- Conservation status: Least Concern (IUCN 3.1)

Scientific classification
- Kingdom: Animalia
- Phylum: Chordata
- Class: Actinopterygii
- Order: Syngnathiformes
- Family: Syngnathidae
- Genus: Hippichthys
- Species: H. cyanospilos
- Binomial name: Hippichthys cyanospilos (Bleeker, 1854)
- Synonyms: Doryichthys spaniaspis Jordan & Seale, 1907; Parasyngnathus wardi Whitley, 1948; Syngnathus cyanospilos Bleeker, 1854; Syngnathus kuhlii Kaup, 1856; Syngnathus mossambicus Peters, 1855; Syngnathus wardi (Whitley, 1948);

= Hippichthys cyanospilos =

- Authority: (Bleeker, 1854)
- Conservation status: LC
- Synonyms: Doryichthys spaniaspis Jordan & Seale, 1907, Parasyngnathus wardi Whitley, 1948, Syngnathus cyanospilos Bleeker, 1854, Syngnathus kuhlii Kaup, 1856, Syngnathus mossambicus Peters, 1855, Syngnathus wardi (Whitley, 1948)

Species of fish

Hippichthys cyanospilos, commonly known as the blue spotted pipefish or bluespeckled pipefish, is a marine fish belonging to the family Syngnathidae, native from the Indo-Pacific area.

==Description==
The blue-spotted pipefish is a small-sized fish that can reach a maximum length of 16 cm.
Its head is in the continuity of the body. The snout is tapered and have a medium length. The body has a somewhat angular appearance due to the presence of four discontinuous longitudinal ridges distributed over the dorsal and ventral side. The caudal fin is small and narrow. The body coloration may range from yellow to light brown through almost black. The color can be plain, spotted or mottled with white, yellow or light blue.

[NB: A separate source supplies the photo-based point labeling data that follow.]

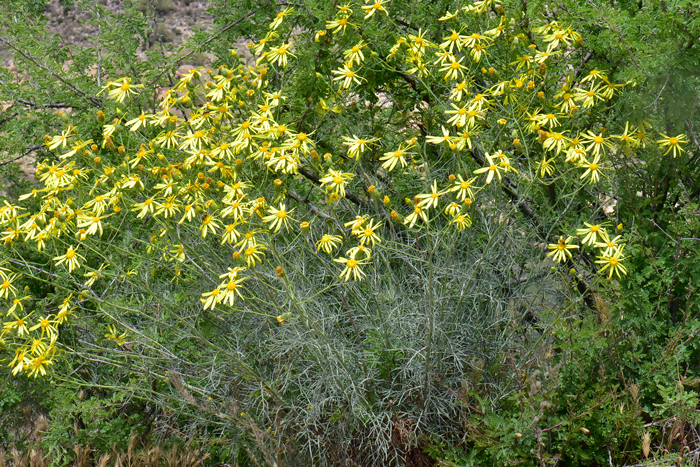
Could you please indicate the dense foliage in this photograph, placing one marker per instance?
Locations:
(386, 233)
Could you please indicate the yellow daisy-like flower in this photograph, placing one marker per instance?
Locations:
(230, 289)
(562, 249)
(592, 170)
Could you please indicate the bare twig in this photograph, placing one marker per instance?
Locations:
(79, 91)
(215, 36)
(26, 153)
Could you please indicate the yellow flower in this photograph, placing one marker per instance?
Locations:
(209, 223)
(592, 170)
(561, 249)
(278, 217)
(430, 200)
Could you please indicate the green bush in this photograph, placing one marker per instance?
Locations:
(447, 335)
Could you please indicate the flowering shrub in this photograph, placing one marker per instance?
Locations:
(311, 253)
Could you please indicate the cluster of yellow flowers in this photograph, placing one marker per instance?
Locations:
(218, 155)
(597, 236)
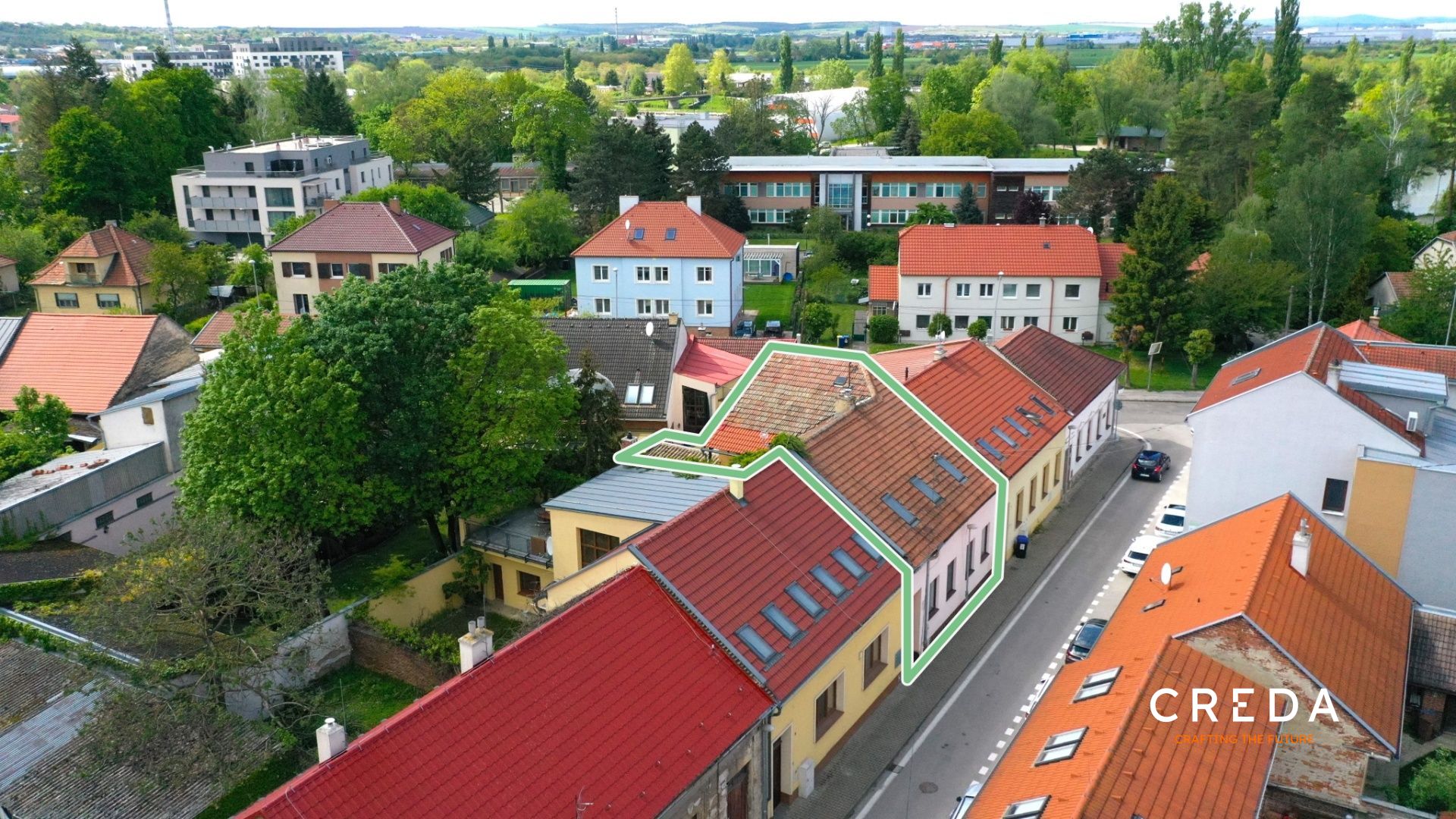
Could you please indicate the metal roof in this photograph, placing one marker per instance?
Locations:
(638, 494)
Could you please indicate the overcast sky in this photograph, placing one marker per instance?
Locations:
(459, 14)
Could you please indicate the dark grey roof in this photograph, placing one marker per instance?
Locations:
(625, 354)
(638, 494)
(1433, 649)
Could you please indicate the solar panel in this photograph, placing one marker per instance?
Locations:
(851, 566)
(925, 488)
(899, 509)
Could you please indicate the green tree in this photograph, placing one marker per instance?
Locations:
(1199, 350)
(539, 229)
(679, 72)
(296, 466)
(34, 433)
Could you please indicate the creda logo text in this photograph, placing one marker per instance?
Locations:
(1283, 704)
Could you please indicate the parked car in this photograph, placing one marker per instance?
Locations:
(1172, 519)
(1136, 556)
(1152, 464)
(1085, 639)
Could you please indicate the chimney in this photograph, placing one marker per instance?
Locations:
(1299, 556)
(332, 741)
(476, 646)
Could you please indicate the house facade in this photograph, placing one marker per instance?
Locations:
(104, 271)
(663, 259)
(351, 240)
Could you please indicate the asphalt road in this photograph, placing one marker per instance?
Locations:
(965, 735)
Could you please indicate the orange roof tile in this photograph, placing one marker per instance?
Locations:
(984, 398)
(696, 237)
(1362, 330)
(884, 283)
(986, 249)
(130, 265)
(82, 360)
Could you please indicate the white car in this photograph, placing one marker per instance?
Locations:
(1136, 556)
(1172, 519)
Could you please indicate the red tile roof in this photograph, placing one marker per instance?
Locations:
(977, 392)
(1074, 375)
(710, 365)
(1362, 330)
(731, 560)
(364, 228)
(884, 283)
(986, 249)
(698, 237)
(1110, 259)
(82, 360)
(560, 716)
(1346, 624)
(130, 264)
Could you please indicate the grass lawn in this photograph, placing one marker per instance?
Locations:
(1169, 372)
(372, 572)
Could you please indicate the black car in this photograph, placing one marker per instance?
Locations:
(1085, 639)
(1152, 464)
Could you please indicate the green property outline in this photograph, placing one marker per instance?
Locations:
(909, 670)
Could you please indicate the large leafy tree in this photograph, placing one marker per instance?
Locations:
(277, 436)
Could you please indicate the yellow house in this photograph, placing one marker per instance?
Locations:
(362, 240)
(107, 270)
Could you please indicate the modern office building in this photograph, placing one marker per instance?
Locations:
(874, 191)
(237, 194)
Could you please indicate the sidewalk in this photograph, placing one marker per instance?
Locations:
(873, 748)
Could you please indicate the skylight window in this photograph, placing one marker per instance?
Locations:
(854, 569)
(925, 488)
(1027, 808)
(783, 623)
(758, 645)
(805, 601)
(1247, 376)
(900, 509)
(1060, 746)
(1097, 684)
(949, 468)
(827, 580)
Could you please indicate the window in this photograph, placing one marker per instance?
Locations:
(595, 545)
(1335, 491)
(829, 707)
(874, 656)
(1060, 746)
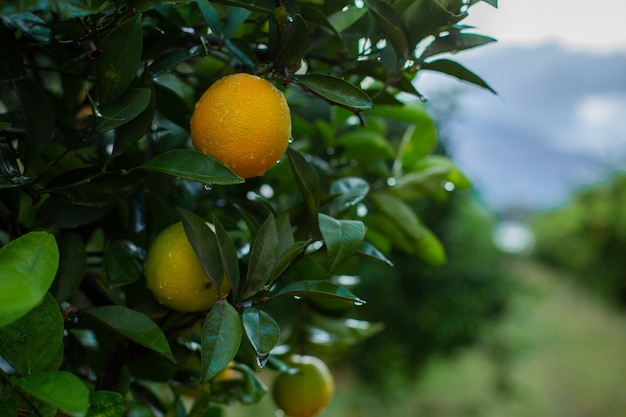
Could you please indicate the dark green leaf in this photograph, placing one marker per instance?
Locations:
(221, 337)
(287, 257)
(122, 263)
(314, 288)
(228, 254)
(262, 330)
(263, 256)
(307, 180)
(389, 21)
(60, 389)
(31, 25)
(350, 191)
(210, 15)
(455, 42)
(130, 104)
(369, 251)
(336, 90)
(168, 60)
(12, 67)
(342, 238)
(457, 70)
(204, 243)
(72, 265)
(294, 43)
(192, 165)
(27, 268)
(31, 344)
(135, 326)
(241, 50)
(117, 66)
(105, 404)
(10, 173)
(38, 116)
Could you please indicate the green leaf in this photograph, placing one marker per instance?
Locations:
(350, 191)
(38, 117)
(134, 326)
(261, 329)
(32, 343)
(72, 265)
(457, 70)
(316, 288)
(12, 67)
(221, 336)
(122, 263)
(204, 243)
(105, 404)
(10, 173)
(117, 66)
(453, 42)
(229, 257)
(168, 60)
(342, 238)
(263, 255)
(28, 265)
(294, 43)
(336, 90)
(242, 51)
(307, 180)
(130, 104)
(389, 21)
(192, 165)
(60, 389)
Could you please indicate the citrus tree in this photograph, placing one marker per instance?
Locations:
(112, 207)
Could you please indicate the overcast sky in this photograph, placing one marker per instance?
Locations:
(559, 68)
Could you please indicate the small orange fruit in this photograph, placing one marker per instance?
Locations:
(175, 276)
(307, 392)
(244, 122)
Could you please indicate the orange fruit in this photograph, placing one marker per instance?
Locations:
(307, 392)
(175, 276)
(244, 122)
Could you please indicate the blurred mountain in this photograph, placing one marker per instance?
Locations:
(557, 123)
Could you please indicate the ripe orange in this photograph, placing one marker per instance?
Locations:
(306, 393)
(244, 122)
(175, 276)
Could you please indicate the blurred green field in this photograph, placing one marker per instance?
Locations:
(559, 352)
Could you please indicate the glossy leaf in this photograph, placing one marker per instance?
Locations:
(130, 104)
(31, 344)
(192, 165)
(28, 266)
(38, 117)
(229, 257)
(122, 263)
(72, 265)
(204, 243)
(117, 66)
(307, 180)
(263, 256)
(134, 326)
(105, 404)
(342, 238)
(455, 42)
(60, 389)
(457, 70)
(349, 192)
(221, 335)
(316, 288)
(10, 173)
(261, 329)
(336, 90)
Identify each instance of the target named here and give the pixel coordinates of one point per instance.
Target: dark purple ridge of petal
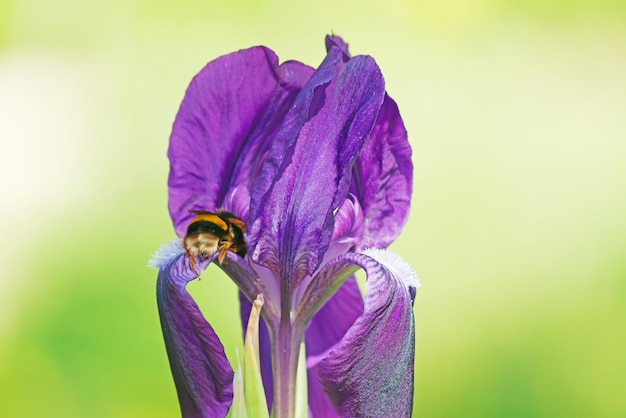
(201, 371)
(369, 373)
(382, 178)
(307, 172)
(224, 126)
(326, 328)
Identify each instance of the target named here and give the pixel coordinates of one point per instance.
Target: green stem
(285, 349)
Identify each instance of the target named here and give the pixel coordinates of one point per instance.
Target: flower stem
(285, 349)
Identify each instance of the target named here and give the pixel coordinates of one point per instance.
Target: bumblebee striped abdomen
(210, 232)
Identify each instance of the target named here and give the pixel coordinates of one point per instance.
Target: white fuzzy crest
(165, 253)
(397, 265)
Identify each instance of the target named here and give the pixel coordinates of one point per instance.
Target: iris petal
(370, 371)
(382, 178)
(307, 172)
(325, 329)
(201, 371)
(224, 125)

The dorsal fin is usually whitish with 3-4 small brownish spots on each of its 20-28 rays.

==Distribution & habitat==
The blue-spotted pipefish is widespread throughout the tropical, subtropical and temperate waters of the Indo-Pacific from the eastern coast of Africa, Red Sea included, to Fidji and Philippines and from south Japan to north coast of Australia).

The blue-spotted pipefish likes the shallow waters of estuaries from small coastal rivers and mangrove area.

==Biology==
The bluespeckled pipefish feeds on planktonic crustacean.
It is ovoviviparous and it is the male who broods the eggs in its ventral brood pouch. The latter includes villi rich in capillaries that surround each fertilized egg creating a sort of placenta supplying the embryos. When fully grown, pups will be expelled from the pocket and evolve in complete autonomy.